Sementara di sisi lain Yeonjun sedang menunggu keduanya kembali dari perbincangan kecil mereka dengan gelisah. Ia takut terjadi hal buruk karena hubungan keduanya sempat tidak baik, tetapi setelah melihat keduanya berjalan mendekat sambil bergandengan tangan, Yeonjun kembali menarik semua pikiran buruknya tadi.

“Apa yang kalian bicarakan?” tanya Yeonjun penasaran.

“Rahasia~ ya, gak, Noo?”

Sunoo mengangguk mantap, “Kalo gitu aku pulang dulu, ya?” kemudian ia menatap sosok anak kecil yang sedang berlari mendekatinya, “ah, tuh kan udah disamperin, sini Niki!!!”

“Kakak, ayo berangkat udah ditunggu Papa Mama!”

Melihat anak kecil itu sudah sangat ingin pulang, Beomgyu dan Yeonjun mengerti, ia segera memberi jabatan tangan terakhir untuk Sunoo sebelum beranjak dari rumah mereka.

“Jaga kesehatan kamu, Sunoo. Hati-hati di jalan, salam untuk keluarga kamu.”
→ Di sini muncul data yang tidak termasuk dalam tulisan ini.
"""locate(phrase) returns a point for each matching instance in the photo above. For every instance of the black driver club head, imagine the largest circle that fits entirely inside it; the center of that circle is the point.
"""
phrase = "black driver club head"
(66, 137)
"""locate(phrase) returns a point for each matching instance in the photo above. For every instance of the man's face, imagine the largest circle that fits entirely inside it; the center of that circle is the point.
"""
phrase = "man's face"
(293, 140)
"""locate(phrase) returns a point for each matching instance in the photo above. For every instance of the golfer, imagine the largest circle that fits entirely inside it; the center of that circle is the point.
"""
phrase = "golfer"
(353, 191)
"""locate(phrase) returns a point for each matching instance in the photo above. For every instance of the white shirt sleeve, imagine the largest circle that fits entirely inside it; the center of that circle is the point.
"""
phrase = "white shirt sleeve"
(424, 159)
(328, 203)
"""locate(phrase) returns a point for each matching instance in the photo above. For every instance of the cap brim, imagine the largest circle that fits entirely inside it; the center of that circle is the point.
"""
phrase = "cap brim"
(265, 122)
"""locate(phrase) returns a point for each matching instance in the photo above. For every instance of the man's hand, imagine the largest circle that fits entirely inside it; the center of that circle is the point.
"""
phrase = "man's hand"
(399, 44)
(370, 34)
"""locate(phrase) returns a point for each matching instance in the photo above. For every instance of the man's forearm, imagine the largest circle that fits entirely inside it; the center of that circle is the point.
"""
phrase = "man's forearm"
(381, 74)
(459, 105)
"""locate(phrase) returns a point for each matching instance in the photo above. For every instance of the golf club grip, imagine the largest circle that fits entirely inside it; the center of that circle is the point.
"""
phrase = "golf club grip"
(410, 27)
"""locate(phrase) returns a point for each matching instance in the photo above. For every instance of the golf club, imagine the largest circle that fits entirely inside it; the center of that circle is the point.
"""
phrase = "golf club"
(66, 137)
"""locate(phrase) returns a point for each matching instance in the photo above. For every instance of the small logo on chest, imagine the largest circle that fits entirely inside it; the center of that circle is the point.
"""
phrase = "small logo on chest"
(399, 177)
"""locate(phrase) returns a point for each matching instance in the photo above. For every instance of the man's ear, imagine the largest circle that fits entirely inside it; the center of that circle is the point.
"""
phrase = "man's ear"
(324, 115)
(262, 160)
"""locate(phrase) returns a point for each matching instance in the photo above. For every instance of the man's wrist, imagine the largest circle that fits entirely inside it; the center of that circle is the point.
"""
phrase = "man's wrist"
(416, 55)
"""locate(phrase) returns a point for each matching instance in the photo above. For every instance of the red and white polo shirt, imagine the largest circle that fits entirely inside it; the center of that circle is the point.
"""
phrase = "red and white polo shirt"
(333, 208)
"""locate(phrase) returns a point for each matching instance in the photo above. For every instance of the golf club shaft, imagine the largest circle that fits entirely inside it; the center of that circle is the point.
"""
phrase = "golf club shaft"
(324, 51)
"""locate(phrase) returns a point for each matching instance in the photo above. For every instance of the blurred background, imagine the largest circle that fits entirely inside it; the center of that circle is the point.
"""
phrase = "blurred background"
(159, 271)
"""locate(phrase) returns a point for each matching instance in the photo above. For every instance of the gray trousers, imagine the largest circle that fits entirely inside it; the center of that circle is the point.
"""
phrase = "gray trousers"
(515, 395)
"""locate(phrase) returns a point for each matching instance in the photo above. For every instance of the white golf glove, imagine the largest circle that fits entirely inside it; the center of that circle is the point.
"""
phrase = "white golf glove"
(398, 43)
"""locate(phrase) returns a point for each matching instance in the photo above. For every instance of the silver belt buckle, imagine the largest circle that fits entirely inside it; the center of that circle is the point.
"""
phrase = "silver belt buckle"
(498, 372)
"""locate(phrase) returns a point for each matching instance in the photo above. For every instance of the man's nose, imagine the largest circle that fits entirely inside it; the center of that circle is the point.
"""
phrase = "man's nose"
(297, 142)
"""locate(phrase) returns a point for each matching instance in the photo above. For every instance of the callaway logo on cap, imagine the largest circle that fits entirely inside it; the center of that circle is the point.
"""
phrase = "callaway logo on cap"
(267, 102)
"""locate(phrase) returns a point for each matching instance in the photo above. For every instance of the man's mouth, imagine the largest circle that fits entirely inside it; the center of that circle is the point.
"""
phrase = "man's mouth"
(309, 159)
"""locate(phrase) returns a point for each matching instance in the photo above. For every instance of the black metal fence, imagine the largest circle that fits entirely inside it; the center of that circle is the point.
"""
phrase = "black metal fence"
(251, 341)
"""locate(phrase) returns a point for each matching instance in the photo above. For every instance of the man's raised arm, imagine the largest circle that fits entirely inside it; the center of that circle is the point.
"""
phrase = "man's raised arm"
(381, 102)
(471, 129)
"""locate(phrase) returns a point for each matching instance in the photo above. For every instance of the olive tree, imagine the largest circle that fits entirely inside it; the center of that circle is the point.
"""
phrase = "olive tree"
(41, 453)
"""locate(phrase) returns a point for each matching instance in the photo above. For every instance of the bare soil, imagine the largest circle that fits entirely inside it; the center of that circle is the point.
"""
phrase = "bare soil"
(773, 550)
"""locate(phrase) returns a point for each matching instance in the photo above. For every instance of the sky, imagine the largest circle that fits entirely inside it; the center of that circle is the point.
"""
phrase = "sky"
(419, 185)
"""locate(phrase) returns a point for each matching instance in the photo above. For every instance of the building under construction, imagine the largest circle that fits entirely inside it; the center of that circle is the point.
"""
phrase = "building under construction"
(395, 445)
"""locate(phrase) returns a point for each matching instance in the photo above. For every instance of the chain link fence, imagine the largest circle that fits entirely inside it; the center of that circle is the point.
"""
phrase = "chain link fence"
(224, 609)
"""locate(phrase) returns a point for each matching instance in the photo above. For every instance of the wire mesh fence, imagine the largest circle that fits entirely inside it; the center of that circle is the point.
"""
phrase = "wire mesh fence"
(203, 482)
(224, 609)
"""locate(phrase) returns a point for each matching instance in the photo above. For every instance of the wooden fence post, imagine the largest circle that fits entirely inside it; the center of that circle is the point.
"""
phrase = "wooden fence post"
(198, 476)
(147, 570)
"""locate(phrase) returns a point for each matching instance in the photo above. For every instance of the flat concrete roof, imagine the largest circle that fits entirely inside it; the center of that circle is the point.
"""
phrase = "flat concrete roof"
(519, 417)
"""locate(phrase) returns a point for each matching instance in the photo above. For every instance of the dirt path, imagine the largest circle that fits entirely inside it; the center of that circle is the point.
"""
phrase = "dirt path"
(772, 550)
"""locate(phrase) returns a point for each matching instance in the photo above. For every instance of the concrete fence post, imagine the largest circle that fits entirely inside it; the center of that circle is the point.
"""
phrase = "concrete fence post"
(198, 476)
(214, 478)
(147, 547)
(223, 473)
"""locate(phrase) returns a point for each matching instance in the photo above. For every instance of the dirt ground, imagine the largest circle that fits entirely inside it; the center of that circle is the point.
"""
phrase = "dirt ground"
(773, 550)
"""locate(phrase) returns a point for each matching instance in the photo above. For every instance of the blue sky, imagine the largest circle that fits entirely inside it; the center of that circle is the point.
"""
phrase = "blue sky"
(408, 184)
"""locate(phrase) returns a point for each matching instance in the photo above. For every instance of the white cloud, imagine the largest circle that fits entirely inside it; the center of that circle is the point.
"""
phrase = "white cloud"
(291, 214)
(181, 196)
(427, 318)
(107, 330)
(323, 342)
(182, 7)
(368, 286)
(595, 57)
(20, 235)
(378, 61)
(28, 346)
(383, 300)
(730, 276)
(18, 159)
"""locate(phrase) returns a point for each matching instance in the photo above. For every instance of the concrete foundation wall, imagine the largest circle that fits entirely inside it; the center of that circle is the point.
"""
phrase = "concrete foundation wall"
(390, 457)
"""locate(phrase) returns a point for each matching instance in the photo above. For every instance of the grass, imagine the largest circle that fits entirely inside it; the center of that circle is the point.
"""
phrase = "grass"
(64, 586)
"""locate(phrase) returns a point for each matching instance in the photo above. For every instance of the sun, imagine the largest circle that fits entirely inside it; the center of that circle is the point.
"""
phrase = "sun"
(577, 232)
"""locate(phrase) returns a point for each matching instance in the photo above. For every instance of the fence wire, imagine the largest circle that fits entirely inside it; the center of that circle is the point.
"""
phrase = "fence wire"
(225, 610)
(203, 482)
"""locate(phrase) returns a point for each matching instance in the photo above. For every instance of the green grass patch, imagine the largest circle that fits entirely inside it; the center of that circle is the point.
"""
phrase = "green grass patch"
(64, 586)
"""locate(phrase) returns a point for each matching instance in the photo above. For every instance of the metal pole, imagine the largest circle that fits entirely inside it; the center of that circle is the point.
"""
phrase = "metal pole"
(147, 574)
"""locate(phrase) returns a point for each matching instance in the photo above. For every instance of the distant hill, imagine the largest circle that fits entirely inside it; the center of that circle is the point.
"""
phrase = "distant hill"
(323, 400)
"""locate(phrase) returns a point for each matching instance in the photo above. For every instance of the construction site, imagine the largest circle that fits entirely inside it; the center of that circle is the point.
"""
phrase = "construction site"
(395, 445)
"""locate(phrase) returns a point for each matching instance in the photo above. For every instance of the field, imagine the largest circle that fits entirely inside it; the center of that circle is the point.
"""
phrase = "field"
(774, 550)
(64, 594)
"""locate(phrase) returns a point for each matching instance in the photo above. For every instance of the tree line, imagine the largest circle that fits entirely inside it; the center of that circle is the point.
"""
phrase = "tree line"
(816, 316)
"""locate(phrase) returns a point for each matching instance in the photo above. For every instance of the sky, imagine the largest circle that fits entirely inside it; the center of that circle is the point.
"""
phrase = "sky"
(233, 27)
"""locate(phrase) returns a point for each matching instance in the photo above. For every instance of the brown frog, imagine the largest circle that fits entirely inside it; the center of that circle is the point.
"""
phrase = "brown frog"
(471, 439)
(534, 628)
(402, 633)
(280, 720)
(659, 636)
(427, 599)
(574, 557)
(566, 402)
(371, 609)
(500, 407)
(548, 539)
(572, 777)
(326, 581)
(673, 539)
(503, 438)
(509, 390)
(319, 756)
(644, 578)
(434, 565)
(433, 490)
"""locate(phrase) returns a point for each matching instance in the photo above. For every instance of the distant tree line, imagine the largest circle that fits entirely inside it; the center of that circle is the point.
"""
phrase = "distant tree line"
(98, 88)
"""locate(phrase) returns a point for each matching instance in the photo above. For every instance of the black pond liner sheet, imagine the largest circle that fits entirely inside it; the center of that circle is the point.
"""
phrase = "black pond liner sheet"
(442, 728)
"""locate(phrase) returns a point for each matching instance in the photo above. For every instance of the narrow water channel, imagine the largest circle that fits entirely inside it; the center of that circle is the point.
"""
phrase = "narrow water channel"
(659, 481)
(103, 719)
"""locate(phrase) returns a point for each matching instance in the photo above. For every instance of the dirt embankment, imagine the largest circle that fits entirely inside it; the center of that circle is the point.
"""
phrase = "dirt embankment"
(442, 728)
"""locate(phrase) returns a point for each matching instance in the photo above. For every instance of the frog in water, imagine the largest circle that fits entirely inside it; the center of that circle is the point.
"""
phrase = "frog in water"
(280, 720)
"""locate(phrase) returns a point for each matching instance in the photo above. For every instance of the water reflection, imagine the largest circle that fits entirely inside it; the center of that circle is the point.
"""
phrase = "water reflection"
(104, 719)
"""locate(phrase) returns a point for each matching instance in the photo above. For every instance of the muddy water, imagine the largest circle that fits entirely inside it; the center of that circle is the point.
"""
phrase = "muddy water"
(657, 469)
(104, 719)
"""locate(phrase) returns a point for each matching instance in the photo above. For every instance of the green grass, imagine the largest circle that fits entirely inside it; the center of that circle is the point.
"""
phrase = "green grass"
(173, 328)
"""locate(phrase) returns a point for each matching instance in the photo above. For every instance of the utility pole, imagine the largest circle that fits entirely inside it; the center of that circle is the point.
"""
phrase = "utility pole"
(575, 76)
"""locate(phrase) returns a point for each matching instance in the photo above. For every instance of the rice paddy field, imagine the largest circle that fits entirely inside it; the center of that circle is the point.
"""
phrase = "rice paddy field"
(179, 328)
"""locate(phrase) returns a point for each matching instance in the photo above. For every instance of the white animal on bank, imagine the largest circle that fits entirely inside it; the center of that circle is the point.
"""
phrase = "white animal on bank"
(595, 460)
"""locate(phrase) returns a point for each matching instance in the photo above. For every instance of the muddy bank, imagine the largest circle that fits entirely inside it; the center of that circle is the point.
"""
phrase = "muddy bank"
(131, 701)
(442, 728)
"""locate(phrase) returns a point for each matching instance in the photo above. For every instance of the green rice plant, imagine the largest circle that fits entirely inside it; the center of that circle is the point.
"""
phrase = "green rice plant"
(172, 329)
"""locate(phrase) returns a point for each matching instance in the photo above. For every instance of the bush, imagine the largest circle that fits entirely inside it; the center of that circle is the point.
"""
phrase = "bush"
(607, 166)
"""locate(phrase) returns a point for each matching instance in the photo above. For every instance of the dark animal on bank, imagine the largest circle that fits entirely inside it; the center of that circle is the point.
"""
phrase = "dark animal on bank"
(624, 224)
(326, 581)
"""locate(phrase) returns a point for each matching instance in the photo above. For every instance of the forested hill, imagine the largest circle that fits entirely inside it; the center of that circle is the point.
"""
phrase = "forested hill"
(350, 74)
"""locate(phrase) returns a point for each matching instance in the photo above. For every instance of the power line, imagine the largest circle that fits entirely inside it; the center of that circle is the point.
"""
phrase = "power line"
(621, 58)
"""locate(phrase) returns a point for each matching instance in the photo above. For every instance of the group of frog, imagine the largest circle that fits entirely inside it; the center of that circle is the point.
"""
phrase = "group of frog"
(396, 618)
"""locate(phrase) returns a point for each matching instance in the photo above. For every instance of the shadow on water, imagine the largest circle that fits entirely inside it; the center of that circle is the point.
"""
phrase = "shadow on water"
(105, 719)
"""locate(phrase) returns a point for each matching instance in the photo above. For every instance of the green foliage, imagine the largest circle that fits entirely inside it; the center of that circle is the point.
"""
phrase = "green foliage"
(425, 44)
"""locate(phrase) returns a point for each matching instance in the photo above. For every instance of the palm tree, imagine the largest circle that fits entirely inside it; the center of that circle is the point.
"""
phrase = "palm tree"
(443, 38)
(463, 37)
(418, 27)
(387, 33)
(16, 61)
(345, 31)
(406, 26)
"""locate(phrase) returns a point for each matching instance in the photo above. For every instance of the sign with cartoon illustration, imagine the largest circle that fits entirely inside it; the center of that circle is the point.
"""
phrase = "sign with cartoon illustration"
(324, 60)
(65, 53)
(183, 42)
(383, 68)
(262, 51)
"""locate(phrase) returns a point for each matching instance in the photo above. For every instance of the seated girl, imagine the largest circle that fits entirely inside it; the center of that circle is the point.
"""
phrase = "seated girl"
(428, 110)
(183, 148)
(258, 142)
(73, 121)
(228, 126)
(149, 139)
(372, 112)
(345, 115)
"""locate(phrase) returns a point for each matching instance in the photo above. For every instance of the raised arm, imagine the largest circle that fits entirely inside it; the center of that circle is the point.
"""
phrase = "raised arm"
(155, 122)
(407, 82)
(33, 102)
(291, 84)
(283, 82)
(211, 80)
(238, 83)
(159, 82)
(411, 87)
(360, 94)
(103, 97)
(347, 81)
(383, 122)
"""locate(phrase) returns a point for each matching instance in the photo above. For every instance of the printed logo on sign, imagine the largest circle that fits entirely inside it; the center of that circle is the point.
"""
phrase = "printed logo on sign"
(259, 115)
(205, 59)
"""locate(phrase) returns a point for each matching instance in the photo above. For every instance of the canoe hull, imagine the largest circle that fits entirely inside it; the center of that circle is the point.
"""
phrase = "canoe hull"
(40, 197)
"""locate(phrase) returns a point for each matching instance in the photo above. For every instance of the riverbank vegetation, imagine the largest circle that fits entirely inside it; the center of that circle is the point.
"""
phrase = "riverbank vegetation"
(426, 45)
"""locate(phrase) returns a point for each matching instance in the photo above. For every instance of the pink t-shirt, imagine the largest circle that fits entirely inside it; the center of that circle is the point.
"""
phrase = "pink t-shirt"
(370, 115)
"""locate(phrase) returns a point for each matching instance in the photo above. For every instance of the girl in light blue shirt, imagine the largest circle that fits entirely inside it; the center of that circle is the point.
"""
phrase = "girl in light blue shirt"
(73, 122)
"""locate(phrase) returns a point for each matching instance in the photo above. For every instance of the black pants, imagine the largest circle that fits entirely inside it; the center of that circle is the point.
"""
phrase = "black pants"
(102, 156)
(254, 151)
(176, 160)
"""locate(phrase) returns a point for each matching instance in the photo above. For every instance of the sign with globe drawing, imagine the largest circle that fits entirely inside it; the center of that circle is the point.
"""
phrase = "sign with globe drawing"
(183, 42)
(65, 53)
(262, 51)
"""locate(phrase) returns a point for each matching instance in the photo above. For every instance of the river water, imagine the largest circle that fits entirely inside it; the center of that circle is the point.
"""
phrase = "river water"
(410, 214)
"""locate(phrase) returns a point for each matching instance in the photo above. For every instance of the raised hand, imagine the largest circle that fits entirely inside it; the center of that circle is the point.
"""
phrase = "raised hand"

“Hati-hati, jangan lupa mampir kalau kamu sempet, kabari aku terus, ya?”

Sunoo tersenyum pada keduanya, “Siap, makasih. Oh iya, ayo Niki pamit dulu sama temen Kakak.”

Niki si bocah kecil itu langsung menatap Yeonjun dan Beomgyu secara bergantian untuk mengingat-ingat sesuatu.

“Ooohh!! Yang tadi pagi nikah, ya? Kalo gak salah namanya … Om Yeonjun dan eee …”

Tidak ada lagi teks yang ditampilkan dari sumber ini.